Figure 7. Normal colon tissue stained with HPRT antibodies shows no significant increase in fluorescence. A, Normal colon cells were treated with a variety of antibodies in order to select the correct cell population. Once this population was established, the fluorescent profile of each sample was obtained and graphed. Shown is the unstained control, CD44 positive control, and HPRT. There is a significant shift in the population when cells were exposed to anti-CD44 fluorescent antibodies, but a minimal shift is seen for anti-HPRT treated cells. B, Statistical analysis shows that HPRT had insignificant fluorescent increases when compared to isotype controls. C, These images portray the cell population of interest in quadrant Q3, which are CD45- and PI-, ensuring that cells analysed were not inherit lymphocytes within the tissue or dead cells.
Table 1. HPRT levels within malignant and normal colon tissue.

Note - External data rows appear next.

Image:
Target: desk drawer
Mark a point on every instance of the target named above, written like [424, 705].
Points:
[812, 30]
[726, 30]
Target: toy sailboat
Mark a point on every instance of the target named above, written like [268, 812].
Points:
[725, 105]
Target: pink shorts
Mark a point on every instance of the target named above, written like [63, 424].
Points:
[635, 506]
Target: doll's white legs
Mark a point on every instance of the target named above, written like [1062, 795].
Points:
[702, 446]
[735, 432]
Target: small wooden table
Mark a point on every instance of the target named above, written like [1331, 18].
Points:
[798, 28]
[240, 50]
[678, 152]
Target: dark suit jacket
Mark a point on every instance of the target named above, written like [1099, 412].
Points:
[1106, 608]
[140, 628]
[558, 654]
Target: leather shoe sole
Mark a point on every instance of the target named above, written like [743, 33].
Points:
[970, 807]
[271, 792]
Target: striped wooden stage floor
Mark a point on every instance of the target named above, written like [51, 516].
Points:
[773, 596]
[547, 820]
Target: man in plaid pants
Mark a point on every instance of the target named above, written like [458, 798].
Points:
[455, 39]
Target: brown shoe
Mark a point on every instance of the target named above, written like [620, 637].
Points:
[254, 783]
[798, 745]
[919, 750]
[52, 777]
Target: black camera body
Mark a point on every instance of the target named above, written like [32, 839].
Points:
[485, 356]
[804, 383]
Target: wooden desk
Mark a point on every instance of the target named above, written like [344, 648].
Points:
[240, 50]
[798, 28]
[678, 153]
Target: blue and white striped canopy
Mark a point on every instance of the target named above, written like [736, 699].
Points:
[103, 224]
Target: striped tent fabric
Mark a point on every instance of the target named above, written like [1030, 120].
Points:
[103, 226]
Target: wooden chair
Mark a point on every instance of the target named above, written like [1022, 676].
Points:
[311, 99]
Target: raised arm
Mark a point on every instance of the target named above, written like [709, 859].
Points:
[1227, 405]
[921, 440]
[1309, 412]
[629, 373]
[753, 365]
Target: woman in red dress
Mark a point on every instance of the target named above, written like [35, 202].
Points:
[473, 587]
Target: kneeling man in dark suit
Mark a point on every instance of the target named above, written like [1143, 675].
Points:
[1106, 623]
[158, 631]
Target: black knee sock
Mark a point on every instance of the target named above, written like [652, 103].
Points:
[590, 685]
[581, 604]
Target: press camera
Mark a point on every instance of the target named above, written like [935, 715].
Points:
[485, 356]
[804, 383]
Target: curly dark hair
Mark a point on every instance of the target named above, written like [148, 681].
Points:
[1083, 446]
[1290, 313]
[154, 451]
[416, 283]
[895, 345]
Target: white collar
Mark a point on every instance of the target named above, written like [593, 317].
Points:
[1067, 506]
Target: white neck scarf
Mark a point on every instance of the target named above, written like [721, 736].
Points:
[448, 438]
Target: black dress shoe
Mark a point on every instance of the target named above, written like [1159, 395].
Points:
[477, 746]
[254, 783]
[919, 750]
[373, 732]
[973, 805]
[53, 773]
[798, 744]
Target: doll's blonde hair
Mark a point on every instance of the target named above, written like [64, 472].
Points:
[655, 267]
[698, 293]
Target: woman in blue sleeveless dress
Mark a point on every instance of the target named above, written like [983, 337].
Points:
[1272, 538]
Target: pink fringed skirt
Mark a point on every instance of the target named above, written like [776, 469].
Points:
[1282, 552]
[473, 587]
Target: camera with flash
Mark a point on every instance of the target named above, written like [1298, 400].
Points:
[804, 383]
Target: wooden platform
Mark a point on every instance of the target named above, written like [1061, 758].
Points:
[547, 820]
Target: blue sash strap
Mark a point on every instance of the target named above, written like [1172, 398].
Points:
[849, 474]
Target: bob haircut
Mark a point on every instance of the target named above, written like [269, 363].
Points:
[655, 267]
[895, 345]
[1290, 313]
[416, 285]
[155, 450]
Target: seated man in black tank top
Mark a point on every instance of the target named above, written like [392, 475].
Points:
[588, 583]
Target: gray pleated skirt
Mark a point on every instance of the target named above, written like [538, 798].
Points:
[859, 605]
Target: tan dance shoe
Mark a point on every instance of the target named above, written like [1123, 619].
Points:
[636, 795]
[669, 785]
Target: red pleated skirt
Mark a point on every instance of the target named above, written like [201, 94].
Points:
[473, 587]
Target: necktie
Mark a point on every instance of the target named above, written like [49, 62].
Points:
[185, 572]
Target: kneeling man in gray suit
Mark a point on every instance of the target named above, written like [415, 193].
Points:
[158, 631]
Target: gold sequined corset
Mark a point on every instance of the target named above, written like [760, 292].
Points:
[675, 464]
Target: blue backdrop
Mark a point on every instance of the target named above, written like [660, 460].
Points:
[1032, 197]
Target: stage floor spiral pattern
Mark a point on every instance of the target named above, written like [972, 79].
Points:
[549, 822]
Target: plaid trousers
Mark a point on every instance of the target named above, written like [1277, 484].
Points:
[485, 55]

Figure 8. Evaluation of HPRT expression within patient tissue. All tissues were stained with a monoclonal anti-HPRT antibody. The resulting converted grayscale image is pictured in the top left corner of each image while the grayscale plot is below. A, Tissue from a 79-year-old female patient with stage IIB colon adenocarcinoma and B, tissue from a 48-year-old female patient with stage IV colon adenocarcinoma. These malignant tissues are significantly darker stained than normal colon tissue. C, Normal colon tissue from a 36-year-old male patient and D, tissue from a 31-year-old male patient. These tissues show an upregulation of HPRT within malignant cells.

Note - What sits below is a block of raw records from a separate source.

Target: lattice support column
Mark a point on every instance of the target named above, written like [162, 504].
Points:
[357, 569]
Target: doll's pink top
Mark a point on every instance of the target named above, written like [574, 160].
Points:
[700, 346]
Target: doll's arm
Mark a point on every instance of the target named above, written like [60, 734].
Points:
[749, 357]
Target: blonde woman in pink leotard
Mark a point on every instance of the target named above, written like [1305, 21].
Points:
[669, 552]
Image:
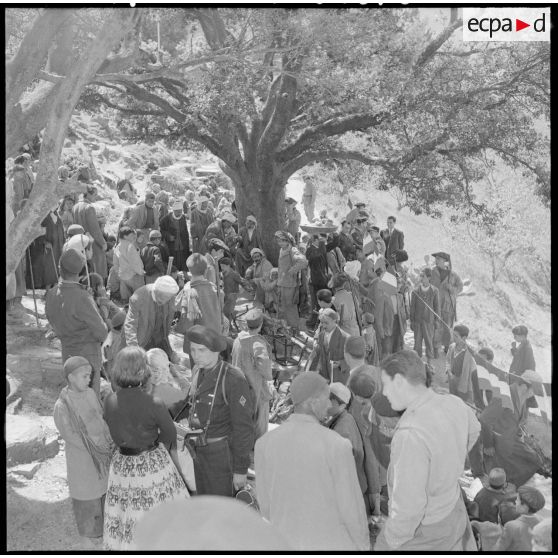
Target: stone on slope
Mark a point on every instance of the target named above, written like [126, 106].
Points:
[29, 439]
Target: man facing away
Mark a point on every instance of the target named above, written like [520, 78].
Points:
[428, 450]
[302, 457]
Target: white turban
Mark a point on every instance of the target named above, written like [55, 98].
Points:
[165, 285]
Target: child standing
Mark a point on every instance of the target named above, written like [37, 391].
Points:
[231, 281]
[516, 535]
[79, 419]
[113, 343]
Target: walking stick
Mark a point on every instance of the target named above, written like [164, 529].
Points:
[33, 287]
[54, 264]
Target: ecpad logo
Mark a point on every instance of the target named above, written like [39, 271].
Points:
[506, 24]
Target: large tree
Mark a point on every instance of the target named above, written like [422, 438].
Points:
[271, 91]
[51, 43]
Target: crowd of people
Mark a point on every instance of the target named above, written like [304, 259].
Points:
[369, 444]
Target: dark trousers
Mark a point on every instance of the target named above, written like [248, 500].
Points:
[424, 332]
[213, 469]
[313, 320]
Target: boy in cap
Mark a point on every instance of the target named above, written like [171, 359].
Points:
[78, 416]
[343, 422]
[113, 343]
[174, 230]
[495, 491]
[74, 316]
[516, 535]
[328, 354]
[251, 353]
[303, 457]
[152, 259]
[219, 402]
[144, 216]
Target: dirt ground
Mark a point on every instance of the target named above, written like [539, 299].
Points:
[39, 510]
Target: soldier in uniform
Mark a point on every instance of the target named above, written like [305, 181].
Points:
[220, 404]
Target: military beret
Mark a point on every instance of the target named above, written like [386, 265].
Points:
[72, 261]
[341, 391]
[74, 363]
[254, 318]
[355, 346]
[75, 229]
[532, 497]
[207, 337]
[307, 385]
[217, 244]
[166, 285]
[443, 255]
[118, 319]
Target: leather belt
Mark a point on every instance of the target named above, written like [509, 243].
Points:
[136, 451]
[212, 440]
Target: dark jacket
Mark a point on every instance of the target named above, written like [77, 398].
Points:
[232, 417]
[76, 320]
[489, 500]
[152, 260]
[347, 246]
[169, 230]
[419, 311]
[317, 264]
[394, 241]
[320, 356]
[86, 216]
[140, 320]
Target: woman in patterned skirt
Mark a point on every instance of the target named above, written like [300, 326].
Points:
[143, 471]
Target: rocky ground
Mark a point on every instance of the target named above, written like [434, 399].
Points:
[39, 512]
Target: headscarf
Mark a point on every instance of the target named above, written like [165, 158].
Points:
[160, 367]
[284, 235]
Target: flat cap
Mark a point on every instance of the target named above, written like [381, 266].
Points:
[166, 285]
[341, 391]
[355, 346]
[207, 337]
[497, 477]
[362, 384]
[217, 244]
[329, 313]
[254, 318]
[118, 319]
[307, 385]
[72, 261]
[73, 363]
[228, 216]
[75, 229]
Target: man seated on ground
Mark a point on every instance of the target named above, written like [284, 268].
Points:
[495, 491]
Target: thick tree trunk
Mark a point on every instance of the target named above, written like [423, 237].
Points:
[46, 192]
[266, 201]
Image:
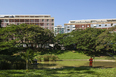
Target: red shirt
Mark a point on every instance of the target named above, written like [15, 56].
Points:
[91, 60]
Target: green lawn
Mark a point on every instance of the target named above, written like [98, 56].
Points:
[76, 55]
[64, 72]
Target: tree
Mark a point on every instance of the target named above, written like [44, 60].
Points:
[0, 23]
[84, 40]
[16, 36]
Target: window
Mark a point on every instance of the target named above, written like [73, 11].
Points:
[68, 26]
[52, 23]
[27, 20]
[42, 20]
[46, 27]
[36, 24]
[68, 29]
[16, 20]
[52, 20]
[32, 20]
[47, 20]
[6, 20]
[17, 23]
[47, 23]
[111, 24]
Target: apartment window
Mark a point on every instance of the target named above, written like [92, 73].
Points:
[52, 23]
[68, 26]
[16, 20]
[111, 24]
[82, 25]
[36, 24]
[52, 20]
[47, 23]
[6, 20]
[26, 20]
[68, 29]
[46, 27]
[47, 20]
[32, 20]
[36, 20]
[42, 20]
[17, 23]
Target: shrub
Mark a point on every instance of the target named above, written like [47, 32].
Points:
[39, 58]
[46, 57]
[54, 58]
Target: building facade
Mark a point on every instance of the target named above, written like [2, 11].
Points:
[58, 30]
[45, 21]
[93, 23]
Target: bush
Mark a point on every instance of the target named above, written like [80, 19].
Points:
[54, 58]
[47, 57]
[39, 58]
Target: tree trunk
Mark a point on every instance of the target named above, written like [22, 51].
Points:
[26, 64]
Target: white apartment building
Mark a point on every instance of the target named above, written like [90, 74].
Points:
[94, 23]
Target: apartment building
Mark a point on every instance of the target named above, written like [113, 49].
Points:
[94, 23]
[45, 21]
[58, 29]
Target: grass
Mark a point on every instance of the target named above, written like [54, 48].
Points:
[63, 72]
[75, 55]
[61, 64]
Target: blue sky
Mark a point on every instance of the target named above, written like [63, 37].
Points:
[61, 10]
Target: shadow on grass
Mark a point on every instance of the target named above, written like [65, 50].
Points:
[56, 52]
[66, 71]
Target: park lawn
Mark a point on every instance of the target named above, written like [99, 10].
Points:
[77, 55]
[63, 72]
[66, 69]
[74, 55]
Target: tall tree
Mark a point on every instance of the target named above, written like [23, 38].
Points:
[0, 23]
[24, 37]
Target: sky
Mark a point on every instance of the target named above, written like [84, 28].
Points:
[62, 10]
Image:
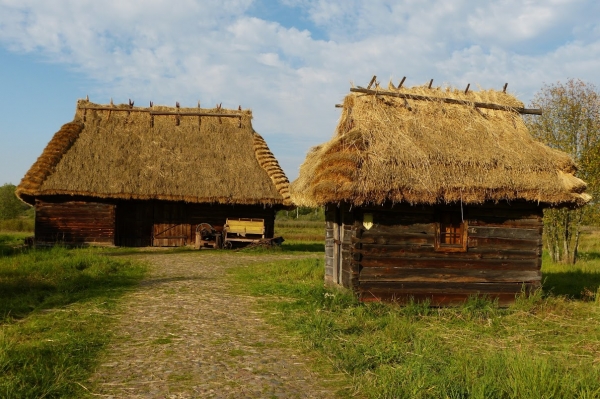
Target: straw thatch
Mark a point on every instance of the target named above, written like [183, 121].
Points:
[427, 152]
[136, 155]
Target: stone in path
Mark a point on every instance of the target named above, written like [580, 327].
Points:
[184, 334]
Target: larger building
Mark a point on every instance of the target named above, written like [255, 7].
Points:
[131, 176]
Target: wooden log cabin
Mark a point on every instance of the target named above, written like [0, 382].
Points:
[435, 194]
[132, 176]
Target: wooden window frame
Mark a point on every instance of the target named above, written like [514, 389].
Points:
[443, 247]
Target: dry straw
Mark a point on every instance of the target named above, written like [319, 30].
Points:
[427, 152]
[136, 155]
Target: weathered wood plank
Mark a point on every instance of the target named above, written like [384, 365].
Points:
[436, 263]
[434, 299]
[501, 232]
[393, 239]
[400, 251]
[401, 274]
[437, 287]
[400, 229]
[502, 243]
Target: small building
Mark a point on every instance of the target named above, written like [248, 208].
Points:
[435, 194]
[132, 176]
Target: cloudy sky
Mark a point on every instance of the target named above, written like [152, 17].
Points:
[289, 61]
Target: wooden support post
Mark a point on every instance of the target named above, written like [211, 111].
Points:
[199, 118]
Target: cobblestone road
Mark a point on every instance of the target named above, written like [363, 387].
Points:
[184, 334]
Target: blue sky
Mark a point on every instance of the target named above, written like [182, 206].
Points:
[289, 61]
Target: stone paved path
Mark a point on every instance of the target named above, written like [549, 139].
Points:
[184, 334]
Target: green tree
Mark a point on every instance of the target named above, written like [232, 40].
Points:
[10, 206]
[571, 123]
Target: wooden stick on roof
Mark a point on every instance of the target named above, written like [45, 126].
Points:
[529, 111]
[372, 81]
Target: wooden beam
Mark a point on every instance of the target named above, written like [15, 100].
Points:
[528, 111]
[153, 112]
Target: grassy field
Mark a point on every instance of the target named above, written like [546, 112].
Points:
[56, 304]
[55, 307]
[544, 346]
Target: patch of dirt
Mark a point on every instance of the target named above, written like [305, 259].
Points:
[184, 334]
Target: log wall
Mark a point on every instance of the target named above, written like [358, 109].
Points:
[161, 223]
[396, 258]
[134, 223]
[74, 223]
[340, 230]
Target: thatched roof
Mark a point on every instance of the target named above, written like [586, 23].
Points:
[144, 155]
[431, 151]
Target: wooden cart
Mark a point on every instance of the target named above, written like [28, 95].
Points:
[243, 231]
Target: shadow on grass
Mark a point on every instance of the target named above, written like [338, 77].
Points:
[589, 256]
[571, 283]
[303, 247]
[46, 279]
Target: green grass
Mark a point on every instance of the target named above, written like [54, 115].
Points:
[20, 224]
[541, 347]
[55, 313]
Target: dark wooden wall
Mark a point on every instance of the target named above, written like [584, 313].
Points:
[74, 222]
[160, 223]
[134, 223]
[340, 230]
[396, 259]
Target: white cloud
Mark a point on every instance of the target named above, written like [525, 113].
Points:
[213, 51]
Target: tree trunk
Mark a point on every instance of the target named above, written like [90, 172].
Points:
[576, 246]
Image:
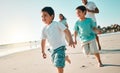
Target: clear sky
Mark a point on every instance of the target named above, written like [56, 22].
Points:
[20, 20]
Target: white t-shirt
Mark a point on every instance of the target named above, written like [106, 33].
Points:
[91, 6]
[54, 33]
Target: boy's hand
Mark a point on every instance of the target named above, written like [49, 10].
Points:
[75, 42]
[44, 55]
[71, 43]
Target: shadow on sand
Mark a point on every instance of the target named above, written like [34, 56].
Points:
[111, 65]
[113, 51]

Figure 9. Statistical Analysis of HPRT expression within patient tissue. Quantification of tissue (n = 94) was conducted utilizing a grayscale. The lower the gray value, the darker the tissue is stained. An isotype control was run to establish the gray value of unstained tissue and to account for non-specific antibody binding. There is a statistically significant presence of HPRT in approximately half of the tissues obtained from patients which are labelled as HPRT Cancer Tissue (+). Patient tissue that did not show significant staining are labelled as HPRT Cancer Tissue (-). This increased expression shows that in some patients there is an increased expression of the protein when compared to normal tissue. GAPDH served as a positive control to establish housekeeping levels of staining and showed no statistical difference in expression between normal tissue and cancer tissue. This data indicates that HPRT may be upregulated within some patients and provides insight into how the protein may present on the surface of the cell.
Figure 10. Evaluation of HPRT surface expression in malignant HPRT tissue. Malignant tissue was treated with PI and anti-CD45 antibodies in order to isolate the correct cell population. Upon analzying three separate patients with colon cancer, there were two patients with “HPRT low” tumors and one patient with an “HPRT High” tumor.